Pipelines can also include data processing through the project operator, a handy tool for creating entirely new fields, derived from existing document fields, that are then carried into the next stages.


We will provide just another example to showcase the power of project in a pipeline stage.

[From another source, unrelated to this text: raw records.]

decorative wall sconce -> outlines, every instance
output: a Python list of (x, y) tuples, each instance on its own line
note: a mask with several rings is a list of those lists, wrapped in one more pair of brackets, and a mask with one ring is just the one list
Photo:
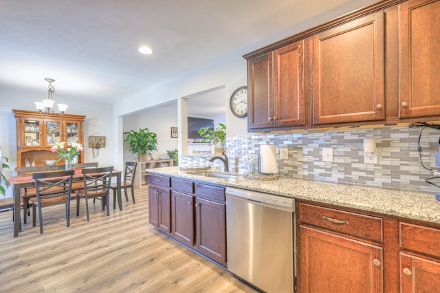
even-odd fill
[(377, 164), (377, 149), (375, 138), (364, 138), (364, 162)]

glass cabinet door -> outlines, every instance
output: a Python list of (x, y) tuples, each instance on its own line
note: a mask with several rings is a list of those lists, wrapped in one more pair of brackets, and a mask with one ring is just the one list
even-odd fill
[(38, 146), (43, 144), (40, 141), (41, 136), (41, 121), (38, 120), (24, 120), (23, 123), (23, 146)]
[(65, 136), (67, 144), (72, 144), (72, 142), (78, 142), (78, 122), (66, 122)]
[(60, 121), (46, 121), (46, 146), (51, 146), (61, 142), (61, 123)]

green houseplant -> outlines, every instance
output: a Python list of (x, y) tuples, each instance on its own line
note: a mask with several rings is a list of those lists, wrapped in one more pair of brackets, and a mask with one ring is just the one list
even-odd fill
[(170, 157), (170, 159), (174, 160), (174, 162), (176, 166), (179, 165), (179, 151), (177, 149), (173, 151), (166, 151), (166, 154)]
[[(202, 142), (208, 142), (210, 145), (216, 146), (216, 152), (217, 152), (217, 149), (219, 148), (219, 144), (221, 144), (219, 149), (223, 150), (226, 140), (226, 125), (223, 123), (219, 123), (219, 125), (214, 130), (206, 127), (201, 127), (198, 131), (202, 138)], [(221, 153), (221, 151), (219, 152)]]
[(124, 134), (126, 135), (124, 142), (129, 146), (131, 153), (138, 154), (140, 161), (144, 161), (147, 153), (157, 151), (157, 135), (146, 127), (140, 128), (139, 131), (131, 130)]
[[(1, 177), (0, 177), (0, 183), (1, 183), (2, 180), (4, 180), (5, 186), (6, 186), (6, 188), (8, 188), (10, 183), (9, 183), (9, 181), (8, 181), (6, 176), (5, 176), (5, 174), (2, 172), (2, 169), (9, 169), (9, 165), (5, 163), (5, 162), (9, 162), (9, 159), (6, 157), (1, 157), (1, 149), (0, 149), (0, 159), (2, 159), (2, 160), (0, 160), (0, 164), (1, 164), (1, 169), (0, 169), (0, 174), (1, 175)], [(5, 194), (6, 194), (6, 190), (1, 185), (0, 185), (0, 194), (2, 195), (3, 197), (5, 196)]]

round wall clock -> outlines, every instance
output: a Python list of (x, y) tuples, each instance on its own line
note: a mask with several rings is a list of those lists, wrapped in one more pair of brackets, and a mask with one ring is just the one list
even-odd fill
[(236, 116), (242, 118), (248, 116), (248, 87), (240, 87), (234, 91), (229, 106)]

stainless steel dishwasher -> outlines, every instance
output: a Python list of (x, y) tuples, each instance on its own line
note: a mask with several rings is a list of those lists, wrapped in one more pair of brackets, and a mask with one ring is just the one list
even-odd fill
[(228, 270), (267, 292), (293, 292), (294, 211), (294, 199), (228, 187)]

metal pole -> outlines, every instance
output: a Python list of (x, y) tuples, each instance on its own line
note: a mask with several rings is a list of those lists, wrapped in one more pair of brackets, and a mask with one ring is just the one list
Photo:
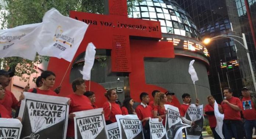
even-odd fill
[(228, 88), (230, 88), (230, 86), (229, 85), (229, 81), (228, 81), (228, 72), (226, 72), (226, 75), (227, 75), (227, 78), (228, 79)]
[(218, 74), (218, 72), (217, 72), (218, 73), (218, 77), (219, 78), (219, 82), (220, 82), (220, 90), (221, 91), (221, 96), (222, 96), (222, 100), (223, 100), (223, 94), (222, 93), (222, 88), (221, 88), (221, 84), (220, 83), (220, 74)]
[(247, 58), (248, 58), (248, 61), (249, 63), (249, 66), (250, 67), (250, 70), (251, 74), (252, 75), (252, 81), (253, 82), (253, 86), (254, 86), (254, 90), (255, 92), (256, 92), (256, 82), (255, 82), (255, 77), (254, 76), (254, 73), (253, 72), (253, 70), (252, 69), (252, 62), (251, 61), (250, 58), (250, 54), (249, 54), (249, 51), (248, 50), (248, 47), (247, 47), (247, 43), (246, 42), (246, 39), (245, 39), (245, 36), (244, 33), (242, 33), (243, 35), (243, 45), (245, 48), (245, 50), (246, 50), (246, 53), (247, 54)]

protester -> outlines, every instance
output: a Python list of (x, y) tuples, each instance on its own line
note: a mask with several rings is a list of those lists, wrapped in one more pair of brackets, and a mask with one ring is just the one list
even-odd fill
[(253, 127), (256, 128), (256, 97), (255, 95), (250, 95), (249, 90), (246, 87), (242, 89), (242, 110), (245, 120), (243, 126), (246, 138), (250, 139), (252, 138)]
[(134, 101), (131, 97), (127, 97), (124, 100), (123, 105), (121, 107), (122, 113), (125, 115), (128, 114), (136, 114), (135, 110), (132, 107)]
[(92, 103), (92, 106), (94, 108), (97, 108), (98, 107), (95, 105), (95, 103), (96, 101), (96, 97), (94, 92), (92, 91), (86, 91), (83, 94), (83, 95), (88, 97)]
[[(8, 111), (8, 115), (12, 117), (12, 108), (16, 109), (19, 104), (14, 95), (11, 91), (6, 89), (6, 88), (9, 85), (11, 78), (14, 75), (14, 72), (8, 72), (4, 70), (0, 70), (0, 83), (1, 83), (3, 89), (4, 90), (5, 95), (1, 100), (0, 104), (3, 105)], [(21, 95), (19, 97), (19, 100), (24, 99), (24, 95)]]
[[(152, 93), (151, 94), (152, 95), (152, 96), (153, 96), (153, 98), (154, 98), (154, 96), (155, 95), (156, 95), (156, 93), (159, 93), (160, 92), (160, 91), (157, 90), (154, 90), (152, 92)], [(149, 105), (152, 108), (153, 108), (153, 106), (154, 106), (154, 99), (153, 99), (153, 100), (149, 102)]]
[(103, 110), (105, 113), (105, 120), (108, 125), (117, 121), (115, 115), (122, 114), (120, 106), (115, 103), (117, 94), (114, 89), (109, 89), (105, 94), (107, 101), (103, 104)]
[[(205, 113), (208, 116), (208, 120), (211, 129), (213, 132), (213, 134), (214, 139), (221, 139), (215, 131), (215, 128), (217, 124), (216, 117), (214, 114), (214, 104), (215, 99), (212, 96), (207, 97), (207, 100), (209, 104), (205, 106)], [(220, 106), (220, 105), (218, 105)]]
[(171, 91), (167, 91), (166, 92), (165, 94), (167, 99), (166, 104), (174, 106), (174, 104), (173, 103), (173, 96), (175, 94)]
[(219, 106), (220, 113), (224, 114), (223, 128), (225, 139), (242, 139), (242, 123), (241, 121), (240, 111), (242, 107), (241, 100), (237, 97), (232, 96), (231, 89), (226, 88), (223, 90), (226, 99), (221, 102)]
[(72, 82), (74, 93), (67, 96), (70, 98), (71, 102), (69, 112), (67, 138), (74, 139), (75, 137), (74, 118), (75, 115), (73, 113), (94, 108), (90, 100), (83, 95), (86, 91), (86, 87), (85, 81), (81, 78), (77, 79)]
[(154, 97), (154, 103), (153, 107), (154, 118), (161, 117), (163, 119), (163, 124), (165, 125), (166, 112), (164, 108), (164, 104), (167, 102), (167, 97), (164, 93), (157, 93)]

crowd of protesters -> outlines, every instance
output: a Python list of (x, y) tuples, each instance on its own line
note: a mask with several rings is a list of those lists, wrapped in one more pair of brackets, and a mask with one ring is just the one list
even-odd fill
[[(21, 101), (24, 99), (24, 95), (22, 93), (18, 101), (13, 94), (7, 90), (11, 81), (11, 78), (14, 75), (12, 72), (0, 70), (0, 117), (11, 118), (12, 109), (18, 110), (20, 106)], [(55, 74), (51, 71), (43, 72), (40, 76), (37, 79), (37, 88), (29, 88), (29, 85), (26, 86), (24, 91), (47, 95), (58, 96), (61, 86), (58, 86), (53, 91), (51, 90), (55, 81)], [(68, 102), (70, 105), (68, 124), (67, 132), (67, 139), (74, 138), (74, 118), (75, 115), (74, 112), (97, 108), (95, 105), (96, 98), (95, 93), (86, 91), (86, 86), (85, 81), (78, 78), (73, 81), (72, 87), (74, 92), (67, 96), (70, 99)], [(223, 133), (225, 139), (242, 139), (244, 136), (246, 139), (252, 139), (253, 127), (256, 127), (256, 98), (250, 95), (249, 90), (246, 87), (242, 89), (242, 97), (240, 99), (232, 96), (232, 90), (225, 88), (223, 93), (225, 99), (219, 105), (218, 111), (224, 114)], [(105, 120), (107, 124), (116, 122), (115, 115), (117, 114), (136, 114), (141, 120), (143, 127), (143, 131), (146, 139), (150, 138), (150, 128), (149, 124), (149, 118), (158, 118), (159, 121), (163, 121), (165, 124), (166, 111), (164, 105), (173, 105), (173, 102), (174, 93), (170, 91), (165, 93), (159, 90), (153, 90), (152, 95), (154, 100), (150, 101), (149, 96), (146, 92), (140, 93), (139, 97), (141, 102), (135, 108), (134, 108), (134, 101), (132, 98), (126, 98), (121, 107), (116, 103), (117, 94), (115, 90), (110, 89), (104, 94), (107, 100), (103, 105)], [(185, 118), (186, 113), (191, 103), (191, 98), (188, 93), (184, 93), (182, 96), (183, 103), (179, 108), (180, 117), (182, 122), (192, 126), (195, 125), (195, 122)], [(214, 138), (220, 139), (216, 133), (215, 128), (217, 122), (214, 116), (214, 98), (210, 96), (207, 98), (209, 104), (205, 107), (205, 114), (208, 115), (210, 126)], [(195, 105), (199, 105), (199, 100), (196, 99)], [(17, 114), (15, 115), (17, 117)], [(20, 118), (16, 117), (21, 121)], [(241, 133), (244, 131), (244, 134)], [(181, 136), (182, 132), (180, 133)]]

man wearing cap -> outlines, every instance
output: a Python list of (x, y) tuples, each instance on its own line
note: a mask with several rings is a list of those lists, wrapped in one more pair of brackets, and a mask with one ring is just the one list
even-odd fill
[(167, 102), (166, 102), (166, 104), (174, 106), (174, 103), (173, 102), (173, 96), (175, 95), (174, 93), (171, 91), (168, 91), (166, 92), (165, 94), (167, 97)]
[[(0, 100), (0, 104), (3, 105), (8, 111), (8, 115), (12, 117), (12, 108), (16, 108), (19, 104), (19, 101), (15, 97), (13, 93), (6, 90), (6, 87), (9, 85), (11, 81), (11, 78), (14, 75), (13, 72), (6, 71), (4, 70), (0, 70), (0, 83), (5, 92), (5, 96)], [(19, 97), (19, 100), (24, 99), (24, 95), (22, 95)]]
[(245, 87), (242, 89), (243, 96), (240, 99), (243, 104), (242, 111), (245, 120), (243, 126), (246, 138), (252, 139), (253, 127), (256, 128), (256, 97), (250, 95), (249, 90)]

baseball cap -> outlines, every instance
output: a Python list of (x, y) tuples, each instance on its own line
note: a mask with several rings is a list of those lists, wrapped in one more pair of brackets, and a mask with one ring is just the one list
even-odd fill
[(0, 70), (0, 75), (10, 75), (10, 77), (14, 75), (14, 72), (12, 71), (7, 71), (3, 70)]
[(166, 92), (165, 94), (166, 96), (167, 96), (167, 95), (174, 95), (175, 94), (174, 93), (172, 92), (171, 92), (170, 91), (167, 91)]
[(249, 89), (247, 88), (246, 87), (244, 87), (242, 89), (242, 91), (245, 91), (245, 90), (248, 90)]

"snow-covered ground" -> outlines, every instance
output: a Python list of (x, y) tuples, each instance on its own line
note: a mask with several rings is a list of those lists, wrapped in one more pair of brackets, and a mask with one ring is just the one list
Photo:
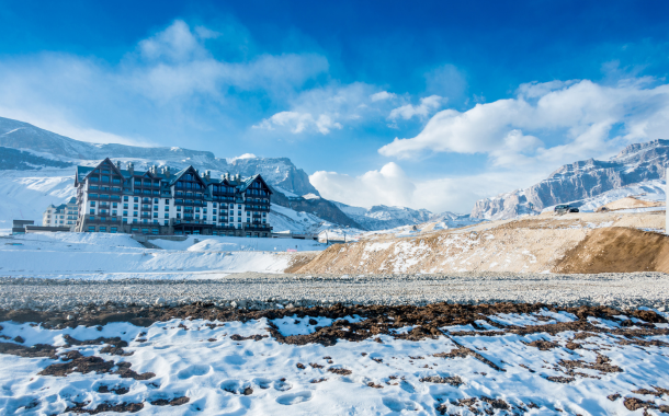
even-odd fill
[[(296, 251), (325, 244), (293, 239), (193, 236), (183, 242), (151, 240), (168, 250), (149, 250), (128, 234), (31, 233), (0, 239), (0, 275), (53, 278), (206, 278), (230, 273), (281, 273)], [(213, 274), (212, 274), (213, 273)]]
[[(569, 323), (576, 316), (543, 311), (489, 319), (501, 326), (531, 328)], [(279, 320), (280, 331), (284, 336), (310, 333), (328, 325), (326, 320), (284, 317)], [(288, 321), (299, 322), (290, 326)], [(628, 330), (642, 323), (630, 321)], [(245, 323), (173, 319), (148, 327), (116, 322), (64, 330), (0, 322), (10, 346), (44, 344), (57, 347), (59, 355), (80, 354), (58, 360), (0, 354), (0, 408), (16, 415), (135, 404), (137, 415), (594, 416), (640, 415), (642, 408), (627, 407), (640, 402), (649, 414), (659, 414), (653, 408), (669, 404), (662, 390), (669, 388), (669, 336), (625, 338), (613, 334), (621, 330), (617, 323), (592, 317), (588, 322), (602, 332), (579, 333), (576, 340), (574, 331), (518, 335), (485, 324), (495, 331), (455, 325), (440, 328), (446, 335), (421, 340), (379, 335), (360, 342), (339, 339), (332, 346), (280, 343), (268, 332), (265, 317)], [(120, 353), (126, 355), (111, 355), (109, 347), (105, 353), (103, 340), (76, 345), (99, 337), (120, 337), (127, 343)], [(57, 366), (67, 369), (71, 359), (83, 366), (93, 356), (102, 370), (83, 373), (69, 366), (67, 377), (57, 373)], [(136, 374), (122, 377), (118, 363), (131, 365)], [(45, 369), (47, 374), (41, 374)], [(180, 401), (168, 405), (175, 398)]]

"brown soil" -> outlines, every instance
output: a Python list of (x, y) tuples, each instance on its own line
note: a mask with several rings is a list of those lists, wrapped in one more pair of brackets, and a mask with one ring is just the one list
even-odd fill
[(330, 367), (328, 369), (329, 372), (334, 373), (334, 374), (339, 374), (339, 375), (350, 375), (351, 373), (353, 373), (353, 371), (345, 369), (345, 368), (332, 368)]
[(0, 343), (0, 354), (9, 354), (12, 356), (37, 358), (48, 357), (57, 359), (56, 347), (48, 344), (35, 344), (32, 347), (13, 343)]
[(464, 384), (462, 379), (457, 375), (453, 375), (453, 377), (430, 375), (430, 377), (423, 377), (419, 381), (423, 382), (423, 383), (451, 384), (454, 388), (457, 388), (457, 386)]
[[(39, 375), (54, 375), (54, 377), (67, 377), (72, 372), (88, 373), (94, 371), (98, 374), (110, 373), (110, 374), (118, 374), (123, 379), (135, 379), (135, 380), (148, 380), (156, 374), (152, 372), (145, 372), (141, 374), (136, 373), (131, 370), (129, 362), (114, 362), (114, 361), (105, 361), (101, 357), (89, 356), (84, 357), (79, 351), (68, 351), (61, 357), (68, 359), (67, 362), (56, 362), (44, 370), (39, 371)], [(112, 368), (117, 367), (115, 371), (112, 371)]]
[(181, 397), (175, 397), (175, 398), (172, 398), (172, 400), (158, 398), (158, 400), (155, 400), (155, 401), (149, 402), (149, 403), (152, 404), (154, 406), (167, 406), (168, 404), (170, 406), (181, 406), (182, 404), (186, 404), (190, 401), (191, 401), (190, 397), (181, 396)]
[(121, 403), (121, 404), (110, 404), (102, 403), (99, 404), (95, 408), (83, 408), (88, 406), (89, 403), (75, 403), (73, 406), (67, 407), (65, 413), (88, 413), (89, 415), (97, 415), (99, 413), (114, 412), (114, 413), (136, 413), (144, 408), (144, 403)]
[(669, 273), (669, 236), (630, 228), (592, 230), (569, 250), (556, 273)]
[(296, 273), (303, 266), (305, 266), (306, 264), (311, 262), (314, 258), (316, 258), (317, 255), (318, 255), (318, 252), (310, 252), (310, 253), (307, 252), (307, 253), (294, 254), (291, 258), (291, 263), (288, 264), (288, 267), (285, 270), (283, 270), (283, 273)]
[[(594, 227), (594, 228), (593, 228)], [(604, 227), (597, 228), (597, 227)], [(485, 222), (465, 229), (422, 232), (415, 236), (375, 234), (353, 244), (336, 244), (306, 261), (301, 258), (290, 268), (302, 274), (350, 273), (454, 273), (454, 271), (514, 271), (541, 273), (552, 270), (560, 259), (591, 234), (610, 227), (664, 229), (664, 212), (638, 213), (575, 213), (564, 217), (541, 215), (519, 220)], [(427, 228), (426, 228), (427, 230)], [(658, 235), (647, 233), (646, 236)], [(653, 242), (639, 243), (653, 250)], [(600, 253), (603, 246), (589, 247), (587, 253)], [(593, 251), (592, 251), (593, 250)], [(620, 255), (622, 254), (622, 255)], [(622, 252), (611, 257), (626, 259), (632, 253)], [(661, 253), (657, 253), (661, 258)], [(668, 256), (665, 256), (668, 257)], [(643, 262), (640, 262), (643, 263)], [(657, 270), (669, 269), (657, 265)], [(606, 269), (605, 271), (651, 270), (645, 265), (633, 269)], [(575, 269), (574, 273), (593, 273)]]

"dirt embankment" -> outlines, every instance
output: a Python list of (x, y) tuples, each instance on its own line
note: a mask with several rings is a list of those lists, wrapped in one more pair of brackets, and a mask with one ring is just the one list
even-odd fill
[(669, 273), (668, 238), (637, 229), (660, 227), (664, 212), (540, 216), (333, 245), (292, 271)]
[(557, 273), (669, 273), (669, 236), (612, 227), (593, 230), (555, 266)]

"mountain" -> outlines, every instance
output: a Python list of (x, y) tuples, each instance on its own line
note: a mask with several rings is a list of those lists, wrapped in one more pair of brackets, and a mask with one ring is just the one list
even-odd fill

Let's consider the following aggregation.


python 复制代码
import mongo6

client = mongo6.MongoClient('mongodb://zhangdapeng:zhangdapeng520@')
db = client["carsDB"]
cars = db["cars"]

query = [
    {"$match": {"brand": "Opel"}},  # 查找
    {"$project": {"_id": 0, "price": 1, "year": 1, "fullName": {"$concat": ["$make", " ", "$brand"]}}},  # 过滤
    {"$group": {"_id": {"make": "$fullName"}, "avgPrice": {"$avg": "$price"}}},  # 分组
    {"$sort": {"avgPrice": -1}},  # 排序,根据平均价格降序
    {"$limit": 10},  # 限制返回数量
r = cars.aggregate(query)

This might look intimidating at first, but it is mostly composed of elements that we have already seen. There is the $match stage (we select only the Opel cars), and there is sorting by the price in descending order and cutting off at the 10 priciest cars at the end. But the projection in the middle? It is just a way to craft new variables in a stage using existing ones.